The indications given to the country through Congress, we think, increases the necessity for the call of a convention of its citizens by each Southern State. From no Black Republican in Congress have we seen any indication of an intention to give even the slender and valueless protection to the South suggested by the President. His Message, so far as we have seen, has provoked nothing but censure and condemnation from the ruling party in the North, so far as it affects really beneficially the interest of the South. No additional constitutional security will be given the South, and without the concurrence of a large portion of that party, and of the Black Republican President elect, the South can have no hope of even the insufficient protection devised by the President. The whole party now in the ascendent in the Union denies the right of State action opposing Federal aggression, and claims what Mr. BUCHANAN denies—the right of the Government to coerce a State back into the Union should one secede. The party thus will not grant the slender security Mr. BUCHANAN desires, and will not allow the State to place itself in a position to protect itself against the oppression of their agent—the Federal Government. We refer our readers to the declarations of those leading Black Republicans who have spoken, and to the comments of the press of that party on this portion of the President’s Message, to confirm this statement.

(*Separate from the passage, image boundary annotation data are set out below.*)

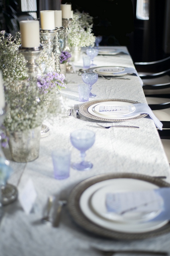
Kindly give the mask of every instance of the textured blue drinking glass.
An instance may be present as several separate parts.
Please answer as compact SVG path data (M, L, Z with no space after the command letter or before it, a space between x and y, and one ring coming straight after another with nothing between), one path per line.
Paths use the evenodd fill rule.
M95 73L84 73L82 74L82 76L83 82L90 85L89 98L95 97L96 94L92 93L91 90L93 84L96 83L98 80L98 75Z
M90 130L79 129L75 131L70 135L71 143L80 152L81 161L79 163L74 163L72 167L79 171L89 170L92 168L90 162L85 161L86 151L92 147L95 140L95 133Z
M96 56L98 55L99 53L99 50L94 48L89 48L86 50L86 54L90 58L92 62L92 64L90 65L91 67L94 67L96 66L96 65L93 64L93 61L94 58Z

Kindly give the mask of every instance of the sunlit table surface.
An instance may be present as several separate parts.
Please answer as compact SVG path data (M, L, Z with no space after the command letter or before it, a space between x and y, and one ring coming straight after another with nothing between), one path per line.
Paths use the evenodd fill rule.
M116 46L128 52L125 47ZM73 64L78 71L83 68L83 51L79 61ZM98 66L120 65L134 67L130 55L98 56L94 63ZM96 93L94 99L124 99L146 103L138 77L126 76L130 80L99 78L92 86ZM65 111L79 102L78 85L82 82L77 72L68 73L67 89L62 90L63 107ZM33 210L29 215L23 211L19 201L4 207L0 225L1 256L89 256L99 255L92 246L105 249L147 249L170 253L170 234L143 240L122 241L103 239L90 233L77 225L70 217L67 206L62 212L58 228L41 224L48 197L58 199L61 193L66 199L80 182L89 177L107 173L134 173L150 176L165 176L170 182L170 168L153 121L146 117L116 124L139 126L139 129L113 128L103 129L96 121L84 118L68 118L66 112L43 123L50 128L48 136L40 141L39 157L27 163L18 163L11 159L9 150L5 153L11 161L13 173L9 183L17 186L19 192L31 178L37 196ZM110 123L113 124L114 123ZM106 123L105 123L107 124ZM91 130L96 134L94 146L87 151L86 159L93 163L91 169L80 172L70 168L70 177L63 180L53 177L51 152L56 148L67 147L71 150L71 161L79 160L79 152L72 146L70 133L79 128ZM57 207L57 206L56 206Z

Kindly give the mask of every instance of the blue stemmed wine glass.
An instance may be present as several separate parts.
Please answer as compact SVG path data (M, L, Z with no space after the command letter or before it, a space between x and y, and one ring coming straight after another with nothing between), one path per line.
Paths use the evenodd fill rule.
M93 164L90 162L85 161L85 152L92 147L95 140L95 133L91 131L79 129L75 131L70 135L71 143L80 152L82 160L80 163L74 163L72 167L79 171L84 171L92 168Z
M98 79L98 75L95 73L85 73L82 74L82 79L84 83L90 85L89 98L95 97L96 94L91 93L92 86L94 84Z
M93 64L94 58L97 56L99 53L99 50L94 48L89 48L86 50L86 54L90 57L92 62L91 64L91 67L94 67L96 65Z

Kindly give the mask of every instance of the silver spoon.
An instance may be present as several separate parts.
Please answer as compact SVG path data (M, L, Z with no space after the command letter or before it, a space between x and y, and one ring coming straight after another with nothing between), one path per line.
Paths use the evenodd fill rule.
M130 80L130 78L117 78L117 77L108 77L108 76L101 76L102 78L104 78L104 79L107 79L108 80L110 80L111 79L123 79L123 80Z
M54 227L58 227L60 223L60 217L63 206L67 203L66 200L59 200L58 201L59 204L58 209L57 209L56 217L53 223Z
M43 223L47 223L50 222L50 213L52 205L53 197L50 196L48 199L47 206L47 215L43 217L41 219Z

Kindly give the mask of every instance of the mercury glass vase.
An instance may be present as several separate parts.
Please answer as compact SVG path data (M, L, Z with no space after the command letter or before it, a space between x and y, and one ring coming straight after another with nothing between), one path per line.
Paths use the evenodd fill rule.
M25 163L39 156L41 126L34 129L8 132L9 146L12 159Z
M61 74L63 74L66 76L66 63L60 63L60 64Z

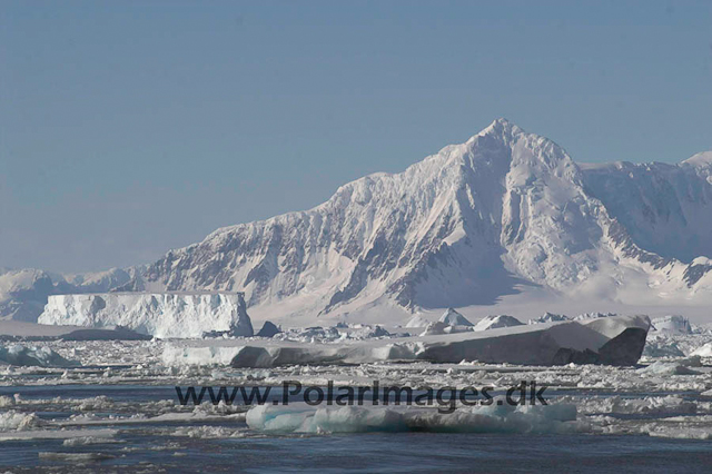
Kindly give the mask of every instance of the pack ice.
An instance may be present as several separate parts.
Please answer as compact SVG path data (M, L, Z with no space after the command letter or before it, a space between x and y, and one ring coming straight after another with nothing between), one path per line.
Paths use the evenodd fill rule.
M122 326L156 337L201 337L207 332L251 336L240 293L106 293L50 296L38 323Z
M234 367L291 364L362 364L378 361L510 363L523 365L634 365L650 328L647 316L614 316L340 344L250 342L237 349ZM225 342L235 344L235 342ZM202 342L194 342L200 346ZM186 347L190 350L204 349Z

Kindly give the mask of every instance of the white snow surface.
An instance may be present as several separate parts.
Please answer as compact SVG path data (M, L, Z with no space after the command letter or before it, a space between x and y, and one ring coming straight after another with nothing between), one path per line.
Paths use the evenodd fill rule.
M475 330L497 329L500 327L522 326L524 323L507 315L486 316L477 322Z
M400 174L344 185L313 209L218 229L123 287L243 290L259 318L313 324L378 308L492 305L535 288L702 305L712 297L712 266L695 259L712 255L703 158L577 165L498 119Z
M251 336L240 294L106 293L50 296L40 324L123 326L156 337L201 337L206 332Z
M473 324L467 320L467 318L459 313L457 313L453 308L447 308L447 310L438 319L441 323L445 323L448 326L473 326Z
M217 229L146 266L0 270L0 317L33 322L48 295L109 290L245 292L257 320L286 326L432 319L451 306L474 320L493 312L468 308L520 295L698 310L712 303L710 156L576 164L497 119L403 172Z

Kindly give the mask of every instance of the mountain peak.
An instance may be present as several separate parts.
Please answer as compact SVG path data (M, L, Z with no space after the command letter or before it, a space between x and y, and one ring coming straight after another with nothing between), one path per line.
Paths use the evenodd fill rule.
M682 162L684 165L691 165L695 167L708 167L712 165L712 150L693 155Z

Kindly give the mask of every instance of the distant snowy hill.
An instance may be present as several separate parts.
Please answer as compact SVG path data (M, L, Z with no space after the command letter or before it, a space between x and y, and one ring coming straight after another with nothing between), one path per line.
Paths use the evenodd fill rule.
M65 284L67 293L239 290L275 316L488 305L534 287L690 299L712 293L711 162L708 152L680 165L580 166L498 119L310 210Z

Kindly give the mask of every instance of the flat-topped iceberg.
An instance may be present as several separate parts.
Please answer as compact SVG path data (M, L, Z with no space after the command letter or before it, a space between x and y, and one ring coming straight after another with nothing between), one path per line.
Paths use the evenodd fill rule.
M296 364L362 364L378 361L510 363L524 365L637 363L650 328L647 316L616 316L591 320L541 323L456 334L338 344L239 344L234 367ZM227 344L235 342L225 342ZM219 342L216 342L219 344Z
M206 332L251 336L241 293L103 293L50 296L40 324L122 326L156 337L201 337Z

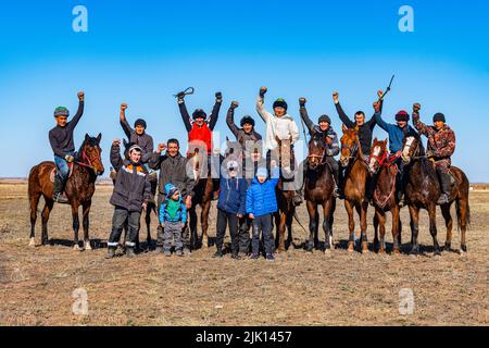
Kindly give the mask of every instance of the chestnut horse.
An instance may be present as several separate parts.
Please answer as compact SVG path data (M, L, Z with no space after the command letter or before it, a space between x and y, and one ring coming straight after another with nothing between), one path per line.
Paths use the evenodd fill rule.
M369 174L367 164L363 159L362 147L360 146L359 135L355 129L349 129L342 126L343 136L341 137L341 157L340 164L346 167L344 173L344 208L348 213L348 226L350 229L348 251L354 250L355 244L355 222L353 209L360 215L360 229L362 238L362 252L368 252L368 241L366 234L366 214L368 202L365 199L365 190Z
M313 137L309 142L309 154L306 160L304 196L309 212L309 240L305 249L312 251L317 247L317 229L319 213L317 206L323 207L323 231L325 251L333 246L333 222L336 209L336 198L333 195L335 182L331 169L326 162L326 145L321 137Z
M211 172L206 170L205 165L203 165L206 162L206 159L203 158L206 156L205 151L199 150L199 148L196 148L193 152L188 154L189 162L191 163L193 170L193 178L196 181L196 186L193 187L192 207L188 210L191 245L193 248L198 248L199 246L210 247L208 236L209 212L211 211L212 196L216 189L214 188ZM197 206L200 206L201 208L201 237L199 237L197 232Z
M399 253L401 247L401 208L399 206L398 195L396 195L396 179L399 169L393 163L398 158L396 154L389 157L387 139L384 141L379 141L377 138L374 139L368 158L368 171L371 175L376 175L374 189L374 245L378 245L379 253L384 253L386 250L386 212L388 211L392 214L393 253ZM380 240L377 234L379 226Z
M429 214L429 232L434 241L435 254L440 254L440 247L437 240L436 206L440 197L440 184L432 162L425 156L423 144L418 137L404 138L402 149L402 160L408 165L409 178L405 185L405 198L410 207L411 232L412 232L412 253L419 252L417 236L419 232L419 210L426 209ZM455 202L459 228L461 229L460 254L467 251L465 234L467 225L471 223L471 207L468 204L469 183L465 173L456 166L450 167L450 174L454 177L456 185L452 187L450 202L441 206L447 226L447 240L444 249L450 250L452 243L453 221L450 208Z
M102 149L100 148L100 140L102 135L99 134L97 138L85 135L85 140L82 144L79 151L76 153L73 171L68 177L65 186L66 197L72 206L73 215L73 233L74 233L74 249L75 250L90 250L90 239L88 236L89 219L88 214L91 207L91 197L95 192L95 182L98 175L103 174L102 164ZM35 246L35 227L37 220L37 206L40 197L45 198L45 208L42 209L42 235L41 244L46 245L48 238L48 220L49 214L54 206L52 200L53 184L50 179L51 172L55 169L53 162L42 162L30 170L28 182L28 196L30 203L30 241L29 246ZM78 245L78 208L83 207L83 225L84 225L84 246Z

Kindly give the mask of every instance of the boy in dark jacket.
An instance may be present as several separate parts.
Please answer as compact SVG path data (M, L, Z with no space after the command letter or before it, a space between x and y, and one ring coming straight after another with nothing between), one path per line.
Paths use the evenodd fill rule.
M115 207L112 219L112 232L108 241L106 258L115 256L121 233L124 225L128 224L128 237L126 238L126 254L134 257L134 247L139 232L139 221L142 209L146 209L151 197L151 185L146 170L141 164L142 149L134 145L128 150L128 160L121 157L121 141L112 142L111 164L117 171L114 192L111 204Z
M181 199L180 191L173 184L165 186L166 199L160 207L160 224L164 228L163 248L165 256L172 256L172 238L175 241L175 253L184 256L181 229L187 223L187 207Z
M54 152L54 164L58 174L54 176L54 186L52 190L52 199L58 203L67 203L68 200L63 194L70 174L70 164L75 161L75 142L73 133L79 119L84 114L85 94L78 92L78 111L72 121L67 122L70 111L64 107L54 110L54 119L57 126L49 130L49 144Z
M274 166L275 161L272 161ZM275 164L276 165L276 164ZM273 254L274 236L272 234L272 215L278 210L275 187L278 184L279 170L274 167L272 178L267 179L267 171L260 167L256 177L251 182L247 192L247 213L253 220L253 238L251 241L251 259L260 258L260 235L263 234L266 260L275 260Z
M240 235L238 234L238 219L246 214L247 182L238 178L239 164L230 160L226 164L227 173L221 176L221 192L217 202L217 226L216 226L216 247L215 258L223 257L224 235L226 225L229 225L229 235L231 237L233 259L239 260ZM246 238L246 237L244 237Z

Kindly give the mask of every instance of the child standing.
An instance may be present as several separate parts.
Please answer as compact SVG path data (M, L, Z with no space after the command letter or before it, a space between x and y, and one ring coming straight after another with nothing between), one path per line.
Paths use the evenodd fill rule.
M139 221L142 209L146 210L152 199L151 184L141 164L142 149L134 145L128 150L128 160L121 157L121 141L112 142L111 163L117 171L111 204L115 207L112 219L112 232L108 241L108 259L115 256L124 225L128 224L126 254L134 257L134 247L139 233Z
M166 198L160 207L160 223L164 228L163 250L165 256L172 256L172 238L175 241L175 253L184 256L181 229L187 223L187 207L181 199L180 191L173 184L165 186Z
M272 161L274 162L274 161ZM274 165L274 164L272 164ZM267 171L260 167L256 177L251 182L247 192L247 213L253 221L253 237L251 241L251 259L259 256L260 235L263 234L266 260L275 260L273 254L274 237L272 234L272 214L278 210L275 187L278 184L279 170L272 170L272 178L267 179Z
M244 178L238 178L239 164L230 160L226 164L227 173L221 176L221 192L217 202L217 227L215 258L223 257L224 235L226 225L229 225L231 237L231 258L239 260L239 244L241 236L238 234L238 219L246 214L246 199L248 184Z

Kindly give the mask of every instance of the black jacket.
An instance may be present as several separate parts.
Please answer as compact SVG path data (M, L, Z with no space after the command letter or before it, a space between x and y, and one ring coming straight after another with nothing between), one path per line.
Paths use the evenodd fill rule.
M158 187L161 195L165 195L166 184L173 184L178 187L180 195L184 198L193 195L196 181L190 175L187 175L188 160L180 153L176 157L171 157L153 152L148 163L151 169L160 170Z
M111 147L111 164L117 171L111 204L129 211L142 211L142 203L153 199L151 184L141 163L123 160L120 146Z
M338 115L339 115L341 122L347 127L349 127L350 129L353 129L353 128L358 129L360 146L362 147L363 154L371 153L372 136L373 136L373 133L374 133L375 125L377 124L377 119L375 117L375 114L372 116L371 120L365 121L365 123L361 127L358 127L356 123L351 121L347 116L347 114L344 113L344 111L341 108L341 104L339 102L336 104L336 111L338 112Z
M49 142L51 144L52 151L55 156L64 159L67 152L75 151L75 142L73 141L73 130L75 130L79 119L84 114L85 103L80 101L78 103L78 111L73 116L72 121L66 123L65 127L55 126L49 130Z

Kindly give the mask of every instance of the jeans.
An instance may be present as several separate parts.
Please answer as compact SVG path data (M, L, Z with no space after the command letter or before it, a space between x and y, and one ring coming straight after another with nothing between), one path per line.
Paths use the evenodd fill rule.
M141 213L138 211L128 211L127 209L115 207L114 215L112 217L112 232L106 244L108 247L117 247L122 231L127 221L128 236L126 237L126 246L129 248L134 248L136 246L136 239L138 237L140 219Z
M261 234L263 234L265 253L273 253L274 236L272 234L272 214L255 216L253 220L253 239L251 241L251 251L253 254L259 253Z

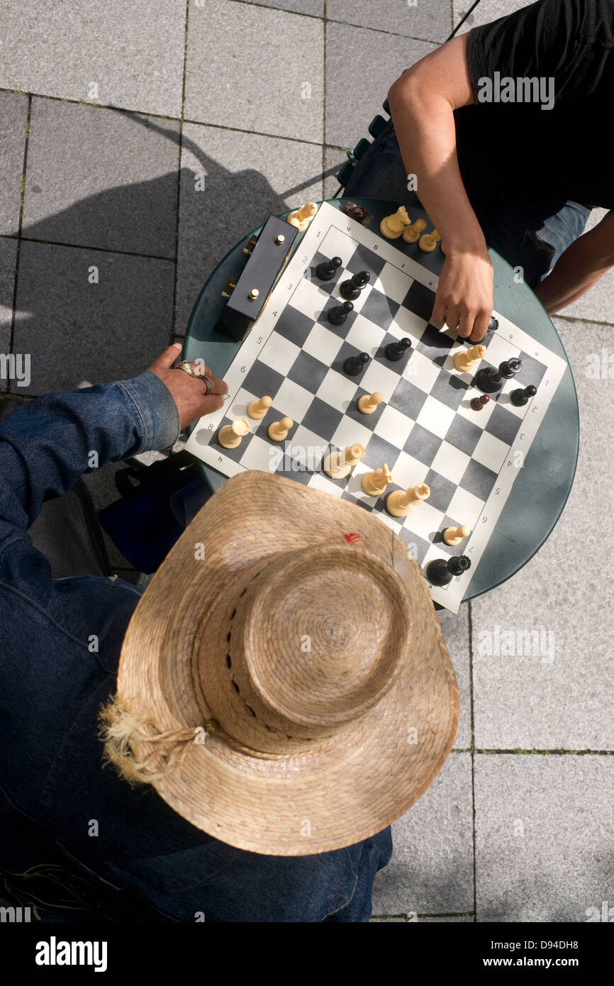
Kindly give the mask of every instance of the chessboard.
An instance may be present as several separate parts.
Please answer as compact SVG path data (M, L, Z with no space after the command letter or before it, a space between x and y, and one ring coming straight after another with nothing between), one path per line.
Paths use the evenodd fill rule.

In the House a committee has been appointed to consider and report on the condition of the Union. This committee consists of 33 members—one from each State. There are on it 14 avowed Black Republicans, if Howard, of Michigan, belongs, as we believe, to that party. From the South the notorious H. W. DAVIS, whose Black Republican proclivities and anti-State-Rights sentiments are notorious in the Union, is one; NELSON, of Tennessee, another.—And the complexion of the majority of that committee renders it certain that no security for the South, even approaching that suggested by Mr. BUCHANAN, will ever receive a favorable consideration from it. The hope even of this illusory provision will be stifled in the process of conception, and never have the opportunity of being lost and destroyed by the Congress.

The only effect of these abortive efforts at Executive and Congressional adjustments will be to drag on the time until the two sections are brought face toface on another issue demanding more decision of action. The secession of several of the Southern States from the Union is now a matter of almost absolute certainty. When this event or those events occur, the separate States will be called on to act. Congress and the Federal Government will be out of the question as mediators; they must either be spectators of the efforts of the States to reconcile the parties to the Federal compact, or they must occupy the more offensive and dangerous position of assailants of the seceding States. When these events occur, the States of the South ought to be in Convention, each within its own limits.—If they desire to mediate between the two parties, if they desire to prevent the coercion of sovereign States by the Federal Government, if they desire to decide definitely and authoritatively on their own relations to the sections or to the Government, they should be in the only position which can enable them to speak each for herself as a sovereign community.

But there is now danger of a sudden collision all over the South. There is not a Southern State which may not be called on suddenly to play a part in a scene in which all the physical resources it can command will be necessary. We think it highly important that each State should have a strong internal State organization. That the people in each county should be prepared to call at once into action a strong force, capable of acting either as a police, or forming the nucleus of armed force to support the State authority and to maintain its independence.